El normando respiró con satisfacción.

— ¡Le han aprisionado! -pensó-. ¡Entonces, aún no está todo perdido!

Y después, volviéndose hacia el cabileño, dijo en alta voz:

— ¿Has observado a un moro ricamente vestido que montaba un soberbio caballo morcillo?

— Sí, y puedo decirte que él fue quien impidió a los otros que diesen muerte a aquel bravo joven. No debía de ser el único prisionero ese joven.

— ¿Por qué?

— Porque poco antes vi en su compañía otro que huyó por el bosque.

— ¿Y no le siguieron?

— Sí, muchos cabileños que estaban de paso, a los cuales quizá aquellos moros habían prometido un premio si llegaban a capturarle.

— ¿Y le prendieron?

— No lo sé, porque no he visto volver al fugitivo ni a sus perseguidores.

— Pues mañana sabré el motivo que ha causado esa contienda. Dame un tapiz o una estera, prepárame un camello o un asno, si es que lo tienes, y déjame dormir hasta media noche.

— Se hará todo lo que deseas. Pero no olvides que espero volver a verte un día.
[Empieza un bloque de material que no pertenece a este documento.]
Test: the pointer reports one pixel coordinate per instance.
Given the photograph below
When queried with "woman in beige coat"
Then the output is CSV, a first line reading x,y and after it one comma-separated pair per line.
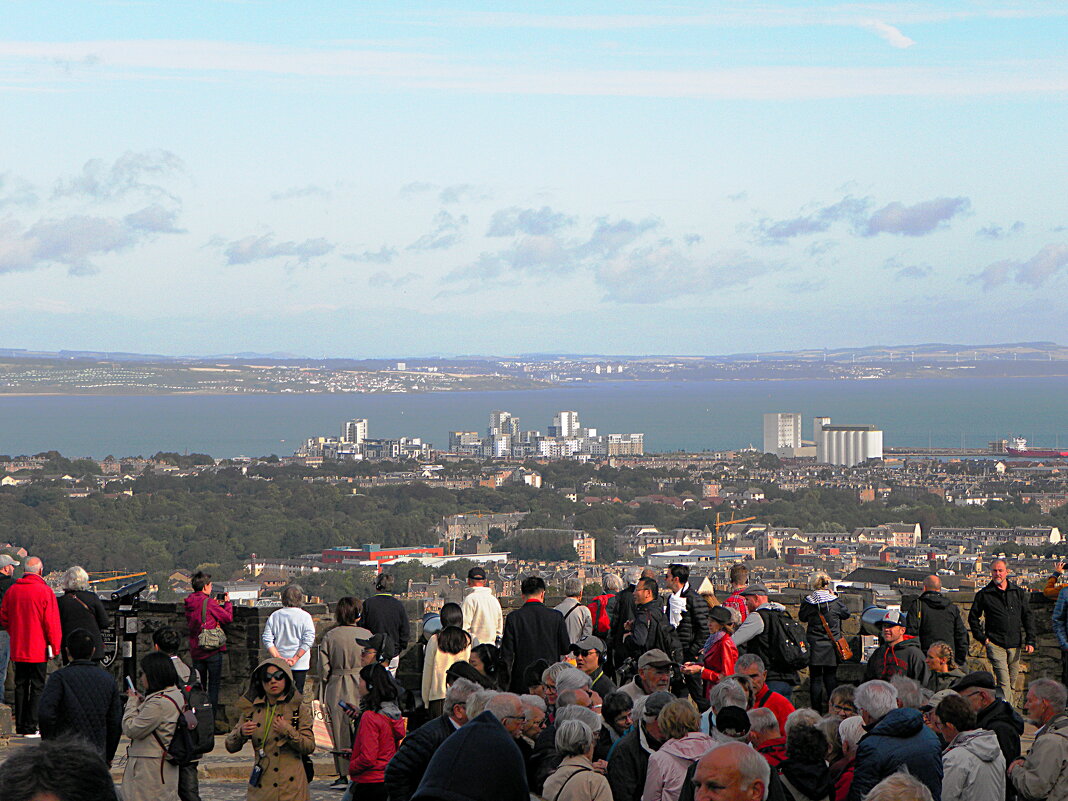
x,y
576,779
340,678
278,721
150,721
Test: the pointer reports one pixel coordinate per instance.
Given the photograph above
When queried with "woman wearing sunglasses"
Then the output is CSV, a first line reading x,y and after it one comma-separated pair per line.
x,y
278,721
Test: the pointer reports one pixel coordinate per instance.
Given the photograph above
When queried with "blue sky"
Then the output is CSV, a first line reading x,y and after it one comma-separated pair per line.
x,y
412,178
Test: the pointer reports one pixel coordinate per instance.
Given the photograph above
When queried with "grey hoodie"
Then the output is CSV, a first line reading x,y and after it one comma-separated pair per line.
x,y
973,768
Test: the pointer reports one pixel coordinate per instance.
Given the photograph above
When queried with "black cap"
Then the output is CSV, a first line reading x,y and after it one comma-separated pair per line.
x,y
984,679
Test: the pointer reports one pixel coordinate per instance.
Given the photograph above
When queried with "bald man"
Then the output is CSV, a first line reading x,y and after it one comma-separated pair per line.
x,y
30,614
933,617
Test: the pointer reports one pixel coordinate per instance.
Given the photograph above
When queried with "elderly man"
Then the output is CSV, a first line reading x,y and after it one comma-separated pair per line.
x,y
654,675
897,738
30,614
732,772
483,617
1001,621
897,656
1043,772
979,690
407,767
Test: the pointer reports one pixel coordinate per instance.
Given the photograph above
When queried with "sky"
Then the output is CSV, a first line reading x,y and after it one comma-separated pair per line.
x,y
407,178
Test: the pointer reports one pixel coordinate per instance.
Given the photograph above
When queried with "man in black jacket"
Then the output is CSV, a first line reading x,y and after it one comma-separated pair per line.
x,y
1009,629
383,614
688,614
933,617
408,765
82,700
532,632
993,713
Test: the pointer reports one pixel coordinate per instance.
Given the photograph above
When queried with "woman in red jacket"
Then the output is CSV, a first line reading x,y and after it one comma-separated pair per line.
x,y
720,650
378,734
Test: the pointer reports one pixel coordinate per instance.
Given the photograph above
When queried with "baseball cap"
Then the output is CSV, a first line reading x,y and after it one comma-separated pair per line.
x,y
755,590
655,658
589,643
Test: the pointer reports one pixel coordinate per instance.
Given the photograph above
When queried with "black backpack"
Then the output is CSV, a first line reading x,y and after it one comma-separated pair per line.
x,y
787,643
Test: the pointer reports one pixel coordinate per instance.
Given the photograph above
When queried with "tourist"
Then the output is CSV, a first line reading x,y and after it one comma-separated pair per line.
x,y
897,738
340,662
31,617
576,779
444,647
148,722
577,615
973,767
289,634
482,611
897,655
719,654
933,617
822,612
532,632
80,608
273,715
942,669
1043,772
1001,621
205,616
383,614
81,700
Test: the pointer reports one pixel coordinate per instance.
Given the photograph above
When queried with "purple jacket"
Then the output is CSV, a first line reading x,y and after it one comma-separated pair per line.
x,y
217,614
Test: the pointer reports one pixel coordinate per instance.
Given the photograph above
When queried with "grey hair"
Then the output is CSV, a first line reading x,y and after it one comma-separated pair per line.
x,y
909,691
850,732
574,737
763,720
802,717
747,660
1047,689
572,678
876,697
75,578
504,704
533,702
726,693
611,582
459,692
476,703
899,787
585,715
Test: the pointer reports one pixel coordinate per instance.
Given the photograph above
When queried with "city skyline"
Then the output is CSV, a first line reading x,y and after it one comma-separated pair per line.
x,y
385,181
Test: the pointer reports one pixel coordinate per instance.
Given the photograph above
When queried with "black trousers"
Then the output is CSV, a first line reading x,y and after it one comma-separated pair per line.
x,y
29,682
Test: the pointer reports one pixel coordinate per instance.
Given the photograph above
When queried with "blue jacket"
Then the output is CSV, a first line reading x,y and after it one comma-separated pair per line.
x,y
899,740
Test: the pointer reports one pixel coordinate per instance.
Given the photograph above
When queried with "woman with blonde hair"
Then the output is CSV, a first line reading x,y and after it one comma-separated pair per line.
x,y
822,611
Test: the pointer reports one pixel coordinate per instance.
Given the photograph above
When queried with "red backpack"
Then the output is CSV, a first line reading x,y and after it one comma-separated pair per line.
x,y
598,610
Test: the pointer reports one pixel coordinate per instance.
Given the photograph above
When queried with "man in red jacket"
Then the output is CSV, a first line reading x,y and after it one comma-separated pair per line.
x,y
31,616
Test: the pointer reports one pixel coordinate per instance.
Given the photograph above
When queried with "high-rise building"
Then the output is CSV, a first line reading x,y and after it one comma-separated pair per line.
x,y
782,434
354,432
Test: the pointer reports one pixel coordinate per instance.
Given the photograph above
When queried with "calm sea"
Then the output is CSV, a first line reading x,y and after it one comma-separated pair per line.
x,y
673,415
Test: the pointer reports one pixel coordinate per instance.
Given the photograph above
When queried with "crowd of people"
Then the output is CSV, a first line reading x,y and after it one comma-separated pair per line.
x,y
650,691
Desde hoy te considero como un hermano.

— Muchas gracias -respondió el normando-. Es posible que todavía tenga necesidad de mi hermano Ibrahim.

El negro había preparado un lecho de pieles de cordero en la otra tienda, que estaba próxima a la ocupada por el herido.

El normando, que estaba rendido de fatiga, se arrojó sobre las pieles y se durmió a los pocos momentos, mientras el negro y el cabileño, sentados cerca del fuego, velaban por la seguridad del ganado.

A media noche, una mula, elegida entre las cuatro o cinco que poseía el cabileño, se encontraba enjaezada.

— ¡Hermano, ya es hora! -dijo el pastor, sacudiendo suavemente al fregatario.

El normando se puso de pie.

— Hace buen tiempo -dijo- y llegaré a Argel sin tormenta.

— ¿Te vas en seguida? -preguntó Ibrahim.

— Sí; me corre prisa llegar a la ciudad.

— Espero que volveremos a vernos. Acuérdate de que dejas aquí dos hermanos.

— ¡Gracias; no lo olvidaré! Saluda al hermano Ahmed, a quien espero ver curado pronto.

— ¡Que Dios te guarde y el santo Profeta te proteja!

El normando abrazó al cabileño y montó en la mula, que trotaba como un caballo.

— ¡Vamos a ver al mirab ante todo! -murmuró-. ¡El me aconsejará lo que debe hacerse!

Y jinete y mula se perdieron poco a poco en la llanura silenciosa.